NASHVILLE -- A fire sale like the one that gutted the Nashville Predators last summer is supposed to signal the beginning of a painful rebuilding effort that can take years to complete, if it ever gets completed at all.
That's what many in the hockey world expected to see in Tennessee this year, after watching the Predators go from a star-studded Stanley Cup contender to a stripped-down shadow of their former self.
EXIT STAGE LEFT
Kimmo Timonen and Scott Hartnell. Gone. Peter Forsberg. Gone. Paul Kariya and Tomas Vokoun. Gone.
The cover on this year's Nashville media guide could have been a clunker, robbed of all its best parts, sitting on blocks in the backyard.
"Over the summer a few of us in here were pretty disappointed with it, but that's the business of the game," said Nashville captain and former Oiler Jason Arnott. "But we came to camp, signed some really good character guys and everybody's just chipped in this year. We've really won a lot of games on character and heart and hard work. That's been the base all year."
It's serving them remarkably well. Instead of languishing at the bottom of the Western Conference, they're right in the thick of the playoff chase. And getting better. Since Jan. 1 they've posted the best record in the NHL.

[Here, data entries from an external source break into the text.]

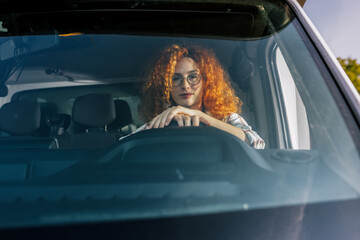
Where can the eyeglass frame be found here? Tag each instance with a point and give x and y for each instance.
(187, 79)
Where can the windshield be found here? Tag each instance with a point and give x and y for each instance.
(75, 142)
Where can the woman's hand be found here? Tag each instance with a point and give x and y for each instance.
(190, 117)
(183, 116)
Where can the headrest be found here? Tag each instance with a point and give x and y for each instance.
(94, 110)
(242, 69)
(20, 117)
(123, 115)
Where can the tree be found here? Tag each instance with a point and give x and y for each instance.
(352, 69)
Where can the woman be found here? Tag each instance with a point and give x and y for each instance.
(189, 85)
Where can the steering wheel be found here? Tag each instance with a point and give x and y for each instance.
(173, 123)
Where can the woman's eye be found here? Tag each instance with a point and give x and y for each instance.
(194, 77)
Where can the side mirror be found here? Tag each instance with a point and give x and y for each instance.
(3, 90)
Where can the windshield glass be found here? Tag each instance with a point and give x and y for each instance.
(79, 116)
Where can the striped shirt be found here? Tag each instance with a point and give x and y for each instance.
(253, 138)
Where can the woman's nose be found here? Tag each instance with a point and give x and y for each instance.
(185, 84)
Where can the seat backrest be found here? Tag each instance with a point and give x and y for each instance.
(91, 111)
(94, 110)
(20, 119)
(123, 117)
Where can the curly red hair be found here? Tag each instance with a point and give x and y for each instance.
(219, 99)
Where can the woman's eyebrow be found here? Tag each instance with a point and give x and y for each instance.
(192, 71)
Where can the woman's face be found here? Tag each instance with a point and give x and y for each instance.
(187, 94)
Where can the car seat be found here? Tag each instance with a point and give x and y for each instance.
(93, 113)
(20, 119)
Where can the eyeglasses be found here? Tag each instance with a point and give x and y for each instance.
(192, 79)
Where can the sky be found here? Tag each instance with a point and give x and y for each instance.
(338, 22)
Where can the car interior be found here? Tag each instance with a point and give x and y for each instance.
(70, 100)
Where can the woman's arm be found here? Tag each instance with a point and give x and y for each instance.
(189, 117)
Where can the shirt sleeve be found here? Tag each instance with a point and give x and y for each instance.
(137, 130)
(254, 139)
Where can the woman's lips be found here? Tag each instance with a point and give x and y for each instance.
(186, 95)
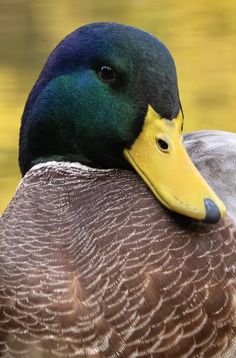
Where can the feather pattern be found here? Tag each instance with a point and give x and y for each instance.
(93, 266)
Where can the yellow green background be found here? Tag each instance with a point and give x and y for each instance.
(201, 34)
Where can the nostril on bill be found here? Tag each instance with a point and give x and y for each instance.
(162, 144)
(212, 212)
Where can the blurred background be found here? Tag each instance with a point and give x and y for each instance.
(201, 36)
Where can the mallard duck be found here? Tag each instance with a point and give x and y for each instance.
(91, 263)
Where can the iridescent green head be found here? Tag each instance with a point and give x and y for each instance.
(108, 97)
(92, 96)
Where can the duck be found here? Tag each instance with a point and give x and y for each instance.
(114, 245)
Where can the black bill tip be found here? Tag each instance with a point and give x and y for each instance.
(212, 212)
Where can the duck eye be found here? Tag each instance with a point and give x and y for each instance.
(106, 74)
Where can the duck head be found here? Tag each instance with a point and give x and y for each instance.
(108, 97)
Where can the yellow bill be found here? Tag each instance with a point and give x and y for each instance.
(160, 158)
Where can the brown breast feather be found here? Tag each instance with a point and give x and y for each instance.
(92, 266)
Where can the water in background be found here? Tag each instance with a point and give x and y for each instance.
(200, 34)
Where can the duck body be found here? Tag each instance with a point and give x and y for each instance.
(100, 269)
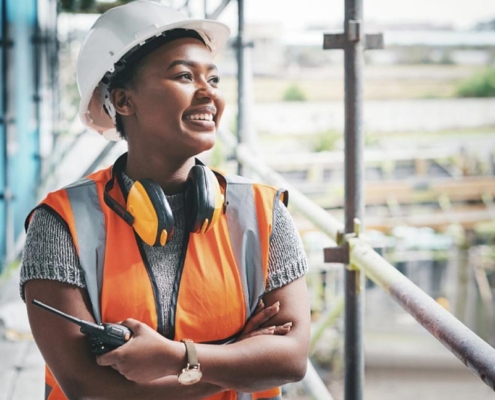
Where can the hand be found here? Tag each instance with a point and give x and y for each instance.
(261, 316)
(146, 356)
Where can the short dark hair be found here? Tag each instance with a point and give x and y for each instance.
(127, 68)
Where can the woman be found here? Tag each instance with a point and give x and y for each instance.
(206, 270)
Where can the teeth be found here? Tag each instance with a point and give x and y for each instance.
(203, 117)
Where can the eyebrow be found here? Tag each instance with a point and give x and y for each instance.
(191, 64)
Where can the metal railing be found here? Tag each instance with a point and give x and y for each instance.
(473, 351)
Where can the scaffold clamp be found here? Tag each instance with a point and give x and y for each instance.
(353, 33)
(340, 254)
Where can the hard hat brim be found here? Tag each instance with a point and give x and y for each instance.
(91, 110)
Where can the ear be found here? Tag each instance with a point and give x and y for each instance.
(121, 100)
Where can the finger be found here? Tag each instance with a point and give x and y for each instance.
(131, 323)
(259, 307)
(283, 329)
(106, 360)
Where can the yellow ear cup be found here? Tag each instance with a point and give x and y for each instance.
(219, 200)
(141, 208)
(163, 237)
(152, 216)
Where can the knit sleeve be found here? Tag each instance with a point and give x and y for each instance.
(286, 258)
(49, 253)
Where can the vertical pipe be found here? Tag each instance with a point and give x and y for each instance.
(240, 77)
(354, 143)
(5, 157)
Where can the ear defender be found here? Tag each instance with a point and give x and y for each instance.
(147, 210)
(153, 220)
(204, 199)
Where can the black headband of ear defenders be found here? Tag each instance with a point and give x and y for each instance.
(138, 52)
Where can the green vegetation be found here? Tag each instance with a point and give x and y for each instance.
(325, 141)
(481, 84)
(294, 93)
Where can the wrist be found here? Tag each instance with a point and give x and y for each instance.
(191, 372)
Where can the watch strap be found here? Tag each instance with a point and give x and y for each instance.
(191, 355)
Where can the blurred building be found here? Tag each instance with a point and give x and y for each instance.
(28, 105)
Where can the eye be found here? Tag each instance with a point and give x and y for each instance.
(184, 76)
(214, 80)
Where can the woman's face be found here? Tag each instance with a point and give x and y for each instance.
(175, 99)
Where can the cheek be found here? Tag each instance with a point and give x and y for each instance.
(220, 105)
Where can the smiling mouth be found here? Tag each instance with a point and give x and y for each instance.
(199, 117)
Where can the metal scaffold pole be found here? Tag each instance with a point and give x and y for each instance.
(240, 77)
(353, 42)
(354, 143)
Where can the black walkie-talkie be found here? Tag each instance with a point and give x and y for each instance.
(103, 337)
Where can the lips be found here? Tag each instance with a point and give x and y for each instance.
(203, 117)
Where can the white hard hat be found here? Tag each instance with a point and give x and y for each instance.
(114, 33)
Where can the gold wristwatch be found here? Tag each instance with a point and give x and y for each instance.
(192, 373)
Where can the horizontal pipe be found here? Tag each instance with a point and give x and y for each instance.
(317, 215)
(473, 351)
(313, 384)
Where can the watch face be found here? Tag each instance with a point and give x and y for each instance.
(190, 376)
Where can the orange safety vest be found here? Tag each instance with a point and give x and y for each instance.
(218, 285)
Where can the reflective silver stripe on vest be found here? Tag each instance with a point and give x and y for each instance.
(249, 396)
(245, 238)
(91, 236)
(48, 390)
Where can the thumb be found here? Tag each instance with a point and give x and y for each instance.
(133, 324)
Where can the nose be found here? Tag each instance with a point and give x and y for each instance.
(207, 91)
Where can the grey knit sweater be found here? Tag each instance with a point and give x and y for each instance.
(49, 252)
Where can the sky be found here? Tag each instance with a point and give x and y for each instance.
(461, 14)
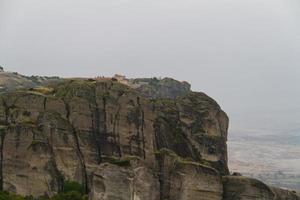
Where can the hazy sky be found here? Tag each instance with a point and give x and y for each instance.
(243, 53)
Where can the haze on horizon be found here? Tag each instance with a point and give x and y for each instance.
(243, 53)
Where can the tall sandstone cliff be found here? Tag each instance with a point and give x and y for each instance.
(119, 144)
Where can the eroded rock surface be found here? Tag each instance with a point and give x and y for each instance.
(118, 144)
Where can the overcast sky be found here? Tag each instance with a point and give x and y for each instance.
(243, 53)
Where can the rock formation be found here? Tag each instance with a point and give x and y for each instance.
(119, 143)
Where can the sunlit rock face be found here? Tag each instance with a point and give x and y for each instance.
(117, 142)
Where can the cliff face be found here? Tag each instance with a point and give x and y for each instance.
(116, 143)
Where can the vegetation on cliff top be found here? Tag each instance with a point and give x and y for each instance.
(71, 191)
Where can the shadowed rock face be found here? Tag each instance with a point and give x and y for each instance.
(118, 144)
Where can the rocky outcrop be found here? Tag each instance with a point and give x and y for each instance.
(160, 88)
(243, 188)
(118, 144)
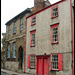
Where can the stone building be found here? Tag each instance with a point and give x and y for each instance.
(3, 57)
(49, 40)
(15, 37)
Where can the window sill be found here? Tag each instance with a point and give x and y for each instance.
(21, 30)
(32, 46)
(54, 69)
(14, 57)
(14, 33)
(33, 24)
(55, 42)
(54, 17)
(8, 57)
(32, 68)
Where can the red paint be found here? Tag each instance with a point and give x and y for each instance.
(31, 32)
(42, 67)
(31, 20)
(72, 38)
(47, 8)
(28, 61)
(25, 46)
(53, 26)
(52, 11)
(60, 61)
(34, 61)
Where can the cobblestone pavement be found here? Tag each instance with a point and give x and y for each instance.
(3, 73)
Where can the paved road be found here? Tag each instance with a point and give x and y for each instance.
(2, 73)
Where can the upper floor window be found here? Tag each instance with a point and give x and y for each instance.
(54, 11)
(21, 23)
(15, 27)
(14, 50)
(8, 50)
(56, 61)
(9, 30)
(54, 33)
(33, 20)
(32, 38)
(31, 61)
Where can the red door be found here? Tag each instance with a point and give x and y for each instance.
(42, 65)
(45, 66)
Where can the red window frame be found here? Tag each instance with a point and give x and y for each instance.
(60, 61)
(32, 32)
(29, 62)
(52, 11)
(31, 20)
(53, 26)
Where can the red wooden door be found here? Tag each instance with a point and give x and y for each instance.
(42, 66)
(45, 66)
(39, 66)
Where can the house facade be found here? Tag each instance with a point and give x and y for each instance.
(3, 54)
(49, 46)
(15, 37)
(15, 41)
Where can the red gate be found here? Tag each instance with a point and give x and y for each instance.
(42, 65)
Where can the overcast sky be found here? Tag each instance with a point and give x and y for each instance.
(10, 8)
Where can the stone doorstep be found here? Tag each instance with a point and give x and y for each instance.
(9, 72)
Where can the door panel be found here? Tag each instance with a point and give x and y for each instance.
(46, 67)
(39, 66)
(43, 66)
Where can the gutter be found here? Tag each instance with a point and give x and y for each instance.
(72, 38)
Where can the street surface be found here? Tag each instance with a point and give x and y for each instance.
(2, 73)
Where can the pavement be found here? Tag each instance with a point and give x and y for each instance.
(12, 72)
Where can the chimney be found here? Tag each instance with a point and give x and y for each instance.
(40, 4)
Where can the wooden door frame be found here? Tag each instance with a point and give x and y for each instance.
(42, 57)
(20, 57)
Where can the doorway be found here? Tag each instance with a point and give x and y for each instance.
(42, 65)
(20, 57)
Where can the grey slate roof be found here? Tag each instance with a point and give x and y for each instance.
(28, 10)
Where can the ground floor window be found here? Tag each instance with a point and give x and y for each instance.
(56, 61)
(31, 61)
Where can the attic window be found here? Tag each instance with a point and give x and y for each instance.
(54, 12)
(33, 20)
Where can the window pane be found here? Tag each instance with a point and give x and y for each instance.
(33, 20)
(55, 61)
(14, 50)
(32, 61)
(8, 50)
(55, 34)
(55, 12)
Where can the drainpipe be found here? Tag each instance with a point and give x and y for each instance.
(72, 38)
(25, 47)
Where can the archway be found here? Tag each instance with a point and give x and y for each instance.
(20, 57)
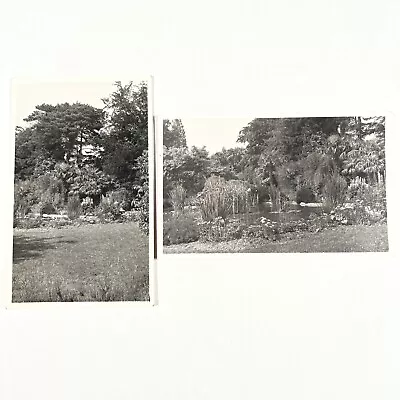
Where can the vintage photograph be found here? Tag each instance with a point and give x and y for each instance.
(81, 192)
(274, 185)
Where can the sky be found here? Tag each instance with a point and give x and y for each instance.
(214, 133)
(27, 94)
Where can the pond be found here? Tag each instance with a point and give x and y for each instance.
(293, 212)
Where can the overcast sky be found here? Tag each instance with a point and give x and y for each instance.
(214, 133)
(26, 95)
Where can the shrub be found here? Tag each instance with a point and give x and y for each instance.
(334, 190)
(180, 228)
(305, 194)
(214, 199)
(27, 223)
(177, 198)
(46, 208)
(108, 209)
(74, 208)
(237, 193)
(142, 201)
(221, 230)
(26, 195)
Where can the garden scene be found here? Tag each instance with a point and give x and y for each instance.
(286, 185)
(81, 199)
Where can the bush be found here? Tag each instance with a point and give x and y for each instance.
(46, 208)
(27, 223)
(108, 209)
(221, 230)
(142, 201)
(26, 195)
(177, 198)
(74, 208)
(334, 190)
(305, 194)
(180, 228)
(214, 199)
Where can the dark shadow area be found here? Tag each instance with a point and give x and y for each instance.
(25, 248)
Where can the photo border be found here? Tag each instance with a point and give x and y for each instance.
(390, 131)
(6, 284)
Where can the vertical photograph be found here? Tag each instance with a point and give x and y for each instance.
(274, 185)
(81, 192)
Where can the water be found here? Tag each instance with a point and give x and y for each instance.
(293, 212)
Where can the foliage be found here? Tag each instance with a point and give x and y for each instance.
(238, 198)
(62, 132)
(180, 228)
(214, 199)
(219, 230)
(228, 163)
(125, 132)
(189, 168)
(26, 195)
(109, 208)
(174, 134)
(74, 208)
(305, 194)
(142, 199)
(178, 197)
(334, 190)
(27, 223)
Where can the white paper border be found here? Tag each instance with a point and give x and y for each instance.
(6, 285)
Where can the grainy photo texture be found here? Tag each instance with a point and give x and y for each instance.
(81, 193)
(274, 185)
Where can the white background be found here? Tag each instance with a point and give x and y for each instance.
(271, 326)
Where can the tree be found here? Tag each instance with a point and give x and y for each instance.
(125, 134)
(187, 168)
(228, 163)
(62, 132)
(274, 146)
(174, 133)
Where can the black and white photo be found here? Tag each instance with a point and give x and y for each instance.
(274, 185)
(81, 191)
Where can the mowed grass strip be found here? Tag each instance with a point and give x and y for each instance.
(355, 238)
(107, 262)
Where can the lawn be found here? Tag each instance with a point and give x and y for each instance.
(102, 262)
(356, 238)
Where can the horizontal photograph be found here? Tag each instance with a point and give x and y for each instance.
(81, 192)
(274, 185)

They also have the second best home record in the league. And they're doing all of it without anyone in the top 29 in scoring.
"We don't have any superstars," said Arnott.
"We just have a lot of hard workers."
Like Jed Ortmeyer, Radek Bonk, Martin Gelinas and Greg deVries.
"It takes a little while to gel skill-wise and for guys to find their identity, but I think right now our team has really started to work well together," said goalie Dan Ellis. "We knew we had a good group in here. This team has built a bit of a tradition on winning.
"Whether you lose key guys or not, when you have a winning expectation you do whatever you can to find ways to succeed. That's what this team has done. We've won with resiliency and character a little bit more than we've done with skill in years past."
TEAM HOLLOWED OUT
Nobody liked it that owner Craig Leipold, who'd been losing money on the Preds for years, hollowed out the team in anticipation of a sale. Or that Nashville's payroll this year ($35 million) is just barely above the NHL's salary cap floor (34.7 million).
But nobody quit.
"That's what's been great about our team this year," said Jordin Tootoo. "Nobody hung their heads. Guys stepped up."
It's an all-for-one mentality. They're a scrappy team that sticks together, knowing they won't win anything unless they do it as a pack.
"That can take you a long way," said Tootoo. "We care about each other in here, we play for each other."